- Vladan Đokić in 2026

Rector of the University of Belgrade
- Incumbent
- Assumed office 1 October 2021
- Preceded by: Ivanka Popović

Dean of the Faculty of Architecture
- In office 1 October 2012 – 1 October 2021
- Preceded by: Vladimir Mako
- Succeeded by: Vladimir Lojanica

Personal details
- Born: 20 September 1963 (age 62) Belgrade, SR Serbia, SFR Yugoslavia
- Education: University of Belgrade (BD, PhD) University of Southern California (MD)
- Alma mater: University of Belgrade

= Vladan Đokić =

Serbian architect (born 1963)

Vladan Đokić (Владан Ђокић; born 20 September 1963) is a Serbian university professor and architect, who has served as rector of the University of Belgrade since 2021.

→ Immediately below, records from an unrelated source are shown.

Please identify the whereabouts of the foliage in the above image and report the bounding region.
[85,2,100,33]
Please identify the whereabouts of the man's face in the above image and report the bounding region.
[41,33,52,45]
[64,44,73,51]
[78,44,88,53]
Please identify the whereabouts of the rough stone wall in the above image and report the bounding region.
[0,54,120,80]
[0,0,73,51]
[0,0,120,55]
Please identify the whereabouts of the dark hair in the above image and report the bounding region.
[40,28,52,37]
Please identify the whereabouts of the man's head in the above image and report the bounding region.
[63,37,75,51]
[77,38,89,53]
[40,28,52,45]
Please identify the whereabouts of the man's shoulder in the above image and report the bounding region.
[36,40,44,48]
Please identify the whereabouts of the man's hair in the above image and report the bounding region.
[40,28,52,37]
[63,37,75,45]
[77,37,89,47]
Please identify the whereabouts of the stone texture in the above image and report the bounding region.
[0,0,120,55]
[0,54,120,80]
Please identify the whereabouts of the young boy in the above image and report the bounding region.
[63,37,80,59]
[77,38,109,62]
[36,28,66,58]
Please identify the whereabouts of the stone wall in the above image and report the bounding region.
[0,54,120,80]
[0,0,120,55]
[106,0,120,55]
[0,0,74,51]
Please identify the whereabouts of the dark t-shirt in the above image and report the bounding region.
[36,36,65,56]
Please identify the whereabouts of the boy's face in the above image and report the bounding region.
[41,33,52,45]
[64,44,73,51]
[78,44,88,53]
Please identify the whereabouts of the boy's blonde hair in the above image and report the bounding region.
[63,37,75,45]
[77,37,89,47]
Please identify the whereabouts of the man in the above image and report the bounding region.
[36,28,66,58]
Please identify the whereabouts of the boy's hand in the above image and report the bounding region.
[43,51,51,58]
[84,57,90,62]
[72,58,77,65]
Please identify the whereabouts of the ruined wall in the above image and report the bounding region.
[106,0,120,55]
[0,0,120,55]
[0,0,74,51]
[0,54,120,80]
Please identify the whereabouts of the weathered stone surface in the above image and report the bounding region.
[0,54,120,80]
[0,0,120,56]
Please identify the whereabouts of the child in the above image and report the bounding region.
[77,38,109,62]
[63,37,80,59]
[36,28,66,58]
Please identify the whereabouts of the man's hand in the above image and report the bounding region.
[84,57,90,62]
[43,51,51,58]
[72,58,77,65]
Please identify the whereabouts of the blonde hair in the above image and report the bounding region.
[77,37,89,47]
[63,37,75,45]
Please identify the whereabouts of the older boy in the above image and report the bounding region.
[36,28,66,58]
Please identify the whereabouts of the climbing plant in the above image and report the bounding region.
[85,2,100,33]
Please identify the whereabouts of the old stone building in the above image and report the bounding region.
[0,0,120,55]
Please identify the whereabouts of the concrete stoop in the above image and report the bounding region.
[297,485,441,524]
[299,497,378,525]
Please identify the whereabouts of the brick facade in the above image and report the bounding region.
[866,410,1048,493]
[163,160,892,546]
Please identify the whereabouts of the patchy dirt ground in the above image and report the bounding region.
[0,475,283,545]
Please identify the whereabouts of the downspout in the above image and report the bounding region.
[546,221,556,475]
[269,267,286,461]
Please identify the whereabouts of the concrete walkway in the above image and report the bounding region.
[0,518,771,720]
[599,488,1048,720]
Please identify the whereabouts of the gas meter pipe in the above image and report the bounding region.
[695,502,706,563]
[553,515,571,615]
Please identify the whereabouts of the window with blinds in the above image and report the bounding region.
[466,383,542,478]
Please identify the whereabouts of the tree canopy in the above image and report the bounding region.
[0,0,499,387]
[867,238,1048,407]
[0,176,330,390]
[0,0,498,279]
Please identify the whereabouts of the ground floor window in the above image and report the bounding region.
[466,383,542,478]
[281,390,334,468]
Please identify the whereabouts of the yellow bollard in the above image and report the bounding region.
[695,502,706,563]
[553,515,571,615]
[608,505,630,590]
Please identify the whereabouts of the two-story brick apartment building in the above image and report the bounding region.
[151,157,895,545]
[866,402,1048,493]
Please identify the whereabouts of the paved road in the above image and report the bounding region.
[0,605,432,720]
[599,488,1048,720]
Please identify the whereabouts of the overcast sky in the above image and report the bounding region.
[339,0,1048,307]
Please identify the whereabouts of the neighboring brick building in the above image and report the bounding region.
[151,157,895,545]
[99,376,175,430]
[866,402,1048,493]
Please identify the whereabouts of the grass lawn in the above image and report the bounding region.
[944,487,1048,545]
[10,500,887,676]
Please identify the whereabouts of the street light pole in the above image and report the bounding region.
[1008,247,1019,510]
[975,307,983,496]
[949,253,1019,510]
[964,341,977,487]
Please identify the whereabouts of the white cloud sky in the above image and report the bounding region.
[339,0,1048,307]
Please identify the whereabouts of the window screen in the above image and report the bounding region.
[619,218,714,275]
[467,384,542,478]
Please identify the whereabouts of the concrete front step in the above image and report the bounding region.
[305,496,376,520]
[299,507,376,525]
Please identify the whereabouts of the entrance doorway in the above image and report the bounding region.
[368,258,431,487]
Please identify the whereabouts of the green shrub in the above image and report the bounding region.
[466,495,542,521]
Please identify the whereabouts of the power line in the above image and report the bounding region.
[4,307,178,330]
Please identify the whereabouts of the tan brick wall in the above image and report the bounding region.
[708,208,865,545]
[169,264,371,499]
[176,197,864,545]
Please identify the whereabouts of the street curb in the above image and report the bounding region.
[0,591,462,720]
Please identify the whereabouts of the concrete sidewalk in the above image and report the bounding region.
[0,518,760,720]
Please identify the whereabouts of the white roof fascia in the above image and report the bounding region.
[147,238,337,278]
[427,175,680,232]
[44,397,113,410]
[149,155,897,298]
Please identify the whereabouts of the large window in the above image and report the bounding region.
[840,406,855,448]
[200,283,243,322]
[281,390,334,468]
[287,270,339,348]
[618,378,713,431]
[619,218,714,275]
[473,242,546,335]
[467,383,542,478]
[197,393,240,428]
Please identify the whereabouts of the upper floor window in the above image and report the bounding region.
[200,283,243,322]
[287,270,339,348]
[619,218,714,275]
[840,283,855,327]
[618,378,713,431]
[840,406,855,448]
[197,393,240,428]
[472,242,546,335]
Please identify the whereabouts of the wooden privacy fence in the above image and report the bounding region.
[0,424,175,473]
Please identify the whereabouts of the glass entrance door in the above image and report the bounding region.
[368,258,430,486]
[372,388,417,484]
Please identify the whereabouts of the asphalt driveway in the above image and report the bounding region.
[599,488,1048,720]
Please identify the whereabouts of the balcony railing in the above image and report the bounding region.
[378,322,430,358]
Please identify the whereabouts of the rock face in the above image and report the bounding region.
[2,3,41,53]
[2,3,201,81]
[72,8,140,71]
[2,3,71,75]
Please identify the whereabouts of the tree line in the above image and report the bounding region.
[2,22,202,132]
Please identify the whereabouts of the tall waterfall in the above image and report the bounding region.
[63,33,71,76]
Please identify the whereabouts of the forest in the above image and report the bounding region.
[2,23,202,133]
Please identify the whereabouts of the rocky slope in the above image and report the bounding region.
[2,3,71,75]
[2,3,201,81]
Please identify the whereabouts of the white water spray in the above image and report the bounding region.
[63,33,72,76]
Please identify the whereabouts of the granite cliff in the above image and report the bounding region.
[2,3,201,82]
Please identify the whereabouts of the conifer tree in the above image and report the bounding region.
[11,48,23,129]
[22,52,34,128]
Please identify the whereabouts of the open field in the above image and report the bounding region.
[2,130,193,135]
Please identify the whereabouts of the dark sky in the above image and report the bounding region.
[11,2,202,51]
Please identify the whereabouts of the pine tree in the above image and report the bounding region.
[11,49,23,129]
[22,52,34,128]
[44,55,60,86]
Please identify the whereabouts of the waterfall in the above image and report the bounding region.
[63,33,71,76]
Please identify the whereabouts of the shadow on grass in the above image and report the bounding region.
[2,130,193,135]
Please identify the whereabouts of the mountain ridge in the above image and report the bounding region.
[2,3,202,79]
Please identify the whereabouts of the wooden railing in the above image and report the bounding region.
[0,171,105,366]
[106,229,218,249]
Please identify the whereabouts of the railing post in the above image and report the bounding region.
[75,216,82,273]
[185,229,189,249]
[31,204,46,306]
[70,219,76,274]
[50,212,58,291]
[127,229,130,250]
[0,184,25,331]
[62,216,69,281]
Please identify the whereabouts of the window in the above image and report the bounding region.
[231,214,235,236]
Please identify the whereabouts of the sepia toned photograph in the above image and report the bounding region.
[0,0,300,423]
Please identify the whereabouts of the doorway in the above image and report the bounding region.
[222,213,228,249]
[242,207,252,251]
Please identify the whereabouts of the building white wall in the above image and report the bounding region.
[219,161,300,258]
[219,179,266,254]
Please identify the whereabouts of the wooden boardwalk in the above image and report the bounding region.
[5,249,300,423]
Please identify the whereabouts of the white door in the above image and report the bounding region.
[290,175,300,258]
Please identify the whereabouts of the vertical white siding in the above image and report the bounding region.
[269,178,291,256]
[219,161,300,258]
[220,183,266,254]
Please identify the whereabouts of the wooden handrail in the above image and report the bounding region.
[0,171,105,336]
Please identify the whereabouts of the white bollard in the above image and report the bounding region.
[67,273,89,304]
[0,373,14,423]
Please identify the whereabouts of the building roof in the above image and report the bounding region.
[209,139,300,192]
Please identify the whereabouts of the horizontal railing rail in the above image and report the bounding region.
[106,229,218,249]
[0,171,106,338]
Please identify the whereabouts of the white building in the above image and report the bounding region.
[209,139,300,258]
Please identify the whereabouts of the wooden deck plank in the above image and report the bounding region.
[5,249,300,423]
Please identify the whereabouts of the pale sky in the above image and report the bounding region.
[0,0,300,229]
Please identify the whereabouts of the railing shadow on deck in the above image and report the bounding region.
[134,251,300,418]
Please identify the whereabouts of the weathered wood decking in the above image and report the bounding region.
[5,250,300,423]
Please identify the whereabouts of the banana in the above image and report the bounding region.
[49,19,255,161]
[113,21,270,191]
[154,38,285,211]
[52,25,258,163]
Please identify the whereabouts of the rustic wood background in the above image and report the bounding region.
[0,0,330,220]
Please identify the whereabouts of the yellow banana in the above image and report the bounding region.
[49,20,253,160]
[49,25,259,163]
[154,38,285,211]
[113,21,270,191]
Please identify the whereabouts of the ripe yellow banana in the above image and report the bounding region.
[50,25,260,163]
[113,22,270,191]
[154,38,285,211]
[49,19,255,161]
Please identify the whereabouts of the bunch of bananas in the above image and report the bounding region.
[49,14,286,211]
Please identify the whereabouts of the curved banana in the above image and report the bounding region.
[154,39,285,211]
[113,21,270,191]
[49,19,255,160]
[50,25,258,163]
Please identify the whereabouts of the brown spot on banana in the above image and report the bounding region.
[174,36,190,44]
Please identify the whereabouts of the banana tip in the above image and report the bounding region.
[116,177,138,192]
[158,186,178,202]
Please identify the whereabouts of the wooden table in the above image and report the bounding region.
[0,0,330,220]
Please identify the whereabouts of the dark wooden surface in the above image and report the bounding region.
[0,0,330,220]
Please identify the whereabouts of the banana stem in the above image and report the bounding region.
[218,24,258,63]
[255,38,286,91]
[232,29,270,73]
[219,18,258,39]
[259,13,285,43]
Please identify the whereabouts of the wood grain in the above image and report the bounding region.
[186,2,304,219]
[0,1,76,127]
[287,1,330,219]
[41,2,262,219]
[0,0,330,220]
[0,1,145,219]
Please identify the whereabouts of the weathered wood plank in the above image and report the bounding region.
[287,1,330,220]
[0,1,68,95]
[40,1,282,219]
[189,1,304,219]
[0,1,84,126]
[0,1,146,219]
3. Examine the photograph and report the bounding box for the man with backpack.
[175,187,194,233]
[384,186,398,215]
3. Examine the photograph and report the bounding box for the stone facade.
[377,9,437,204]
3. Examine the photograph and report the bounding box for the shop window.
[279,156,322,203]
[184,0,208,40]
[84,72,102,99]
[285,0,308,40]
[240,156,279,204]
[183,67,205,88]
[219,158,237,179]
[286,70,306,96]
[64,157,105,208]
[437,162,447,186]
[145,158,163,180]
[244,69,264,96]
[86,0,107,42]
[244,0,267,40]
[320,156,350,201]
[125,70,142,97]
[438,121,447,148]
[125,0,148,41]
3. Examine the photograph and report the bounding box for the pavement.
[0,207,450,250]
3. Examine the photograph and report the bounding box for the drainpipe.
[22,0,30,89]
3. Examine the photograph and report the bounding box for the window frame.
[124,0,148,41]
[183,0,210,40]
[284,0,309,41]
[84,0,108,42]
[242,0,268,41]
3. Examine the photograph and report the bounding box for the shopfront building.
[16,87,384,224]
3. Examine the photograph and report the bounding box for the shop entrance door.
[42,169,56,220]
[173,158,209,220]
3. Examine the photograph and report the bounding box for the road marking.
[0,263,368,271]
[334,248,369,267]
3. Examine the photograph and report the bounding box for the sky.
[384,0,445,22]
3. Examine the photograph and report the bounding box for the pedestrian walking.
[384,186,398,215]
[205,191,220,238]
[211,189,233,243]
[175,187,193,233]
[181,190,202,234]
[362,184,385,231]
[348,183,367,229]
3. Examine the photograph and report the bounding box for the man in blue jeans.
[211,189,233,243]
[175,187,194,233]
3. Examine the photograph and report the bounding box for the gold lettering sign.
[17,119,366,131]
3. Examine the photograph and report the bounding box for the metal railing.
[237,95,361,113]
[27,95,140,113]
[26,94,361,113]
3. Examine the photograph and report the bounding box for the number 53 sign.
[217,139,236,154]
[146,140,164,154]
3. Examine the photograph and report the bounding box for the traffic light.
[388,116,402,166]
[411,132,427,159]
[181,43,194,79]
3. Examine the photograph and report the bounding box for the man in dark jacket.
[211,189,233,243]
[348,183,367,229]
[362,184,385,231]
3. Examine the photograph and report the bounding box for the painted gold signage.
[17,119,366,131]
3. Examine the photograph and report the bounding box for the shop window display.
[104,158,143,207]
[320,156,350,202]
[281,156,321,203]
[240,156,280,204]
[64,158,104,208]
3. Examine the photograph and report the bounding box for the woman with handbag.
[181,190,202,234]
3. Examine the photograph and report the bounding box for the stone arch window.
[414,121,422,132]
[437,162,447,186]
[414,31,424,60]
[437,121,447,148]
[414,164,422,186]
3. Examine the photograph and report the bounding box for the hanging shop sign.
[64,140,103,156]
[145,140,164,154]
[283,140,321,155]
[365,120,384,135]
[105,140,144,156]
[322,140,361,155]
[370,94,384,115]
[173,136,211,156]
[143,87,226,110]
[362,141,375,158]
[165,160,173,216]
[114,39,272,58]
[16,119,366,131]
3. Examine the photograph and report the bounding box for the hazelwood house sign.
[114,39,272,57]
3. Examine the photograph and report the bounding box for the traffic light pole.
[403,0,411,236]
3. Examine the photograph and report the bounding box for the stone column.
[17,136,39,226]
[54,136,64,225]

== Early life and education ==
Đokić was born on 20 September 1963 in Belgrade, SR Serbia, SFR Yugoslavia. He graduated from the Faculty of Architecture of the University of Belgrade in 1988. As a student, he completed an internship at the architectural firm MM Architectes in Montreal. He obtained a master's degree in 1991 from the USC School of Architecture and a PhD in 1998 from his alma mater, the University of Belgrade.

== Career ==
In April 1992, he has been employed as a teaching assistant, and in 1994, he was appointed as an assistant professor in the field of Urban Environment and Urbanization at the Department of Urbanism and Spatial Planning, Faculty of Architecture, University of Belgrade. Between 1992 and 1999, as a junior lecturer, he was involved in teaching courses at the Department of Urbanism and Spatial Planning, including "Urban Environment and Urbanization," "Urban Structure and Zoning," "Urban Functions," and "Urban and Spatial Planning." In addition to his work in these courses, he participated for six years in the implementation of integrated teaching for courses such as "Integrated Project 1," "Integrated Project 2," and "Integrated Project 3," at the Department of Architectural and Urban Planning Design.

He was appointed associate professor in the field of Urbanism and Spatial Planning in 2004, and in 2010, he became a full professor at the Department of Urbanism at the Faculty of Architecture. From 2006 to 2012, he served as the Vice Dean for Research at the Faculty of Architecture. In 2012 Đokić was elected Dean of the Faculty of Architecture. He was re-elected twice, in 2015 and 2018, and served all three terms in full, until 2021.

In 2014, he was appointed to the working group for the expert review of the Draft Spatial Plan for the Special Purpose Area for the Development of the Belgrade Riverfront, as part of the Belgrade Waterfront project. However, due to being unavailable, he did not attend the session at which it was decided that the plan could proceed to the next stage of adoption, thereby enabling the commencement of construction of the controversial development along the Sava Riverbank.

He was a member of the Assembly of Red Star Football Club during the 2017–2021 term. From 2017 to 2021 he was a member of the executive committee of the European Council of Spatial Planners. Since 2017 Đokić has been the president of the Serbian Network of Urban Morphology.

In 2020, Professor Dragana Vasiljević Tomić from the Faculty of Architecture filed a complaint against Dean Đokić with the Ethics Committee of the University of Belgrade, accusing him of unethical conduct. She also appealed to the university's highest authority on matters of ethical violations, claiming that Đokić, with the help of his associates, had obstructed her promotion to full professor by favouring another candidate. The complaint was dismissed in April 2021.

On 25 May 2021 at the session of the University of Belgrade Council, Vladan Đokić, was elected as rector with 23 votes, while the incumbent, Ivanka Popović, received 17 votes. BIRN reported that, since the process to elect a new rector began in January, the election had been marred by procedural irregularities and pressure.

== Serbian anti-corruption protests ==
During 2024–2026 Serbian anti-corruption protests Đokić stated that students have the absolute support of the university and the entire academic community. Due to his support for the student-led protests and his refusal to suppress them, government officials and pro-government tabloid tried to portray Đokić as the mastermind behind the protests, alleging he was using them to build his political career from protest. After minister Darko Glišić stated that Đokić "must be arrested," the next threat came from the President of the National Assembly, Ana Brnabić, who declared that the rector would have to be held accountable. She accused him of violating the Constitution and laws for four months, insisting that such actions cannot go unpunished.

On 17 April 2025 Đokić was called for an informational interview by the police as part of a preliminary investigation concerning alleged abuse of office. The Network for Academic Solidarity and Engagement called on members of the academic community to show their support for Đokić by gathering in front of the Directorate of Criminal Police. On 18 April 2025, Marta Kos, the European Commissioner for Enlargement, expressed concern over the charges being sought against Đokić, stating: "I am concerned that criminal charges are being sought against the Rector of Belgrade University".

On 20 April 2026 Đokić met with Marta Kos in order to discuss ongoing autonomy of the University of Belgrade, election process in Serbia and Serbia's accession to EU.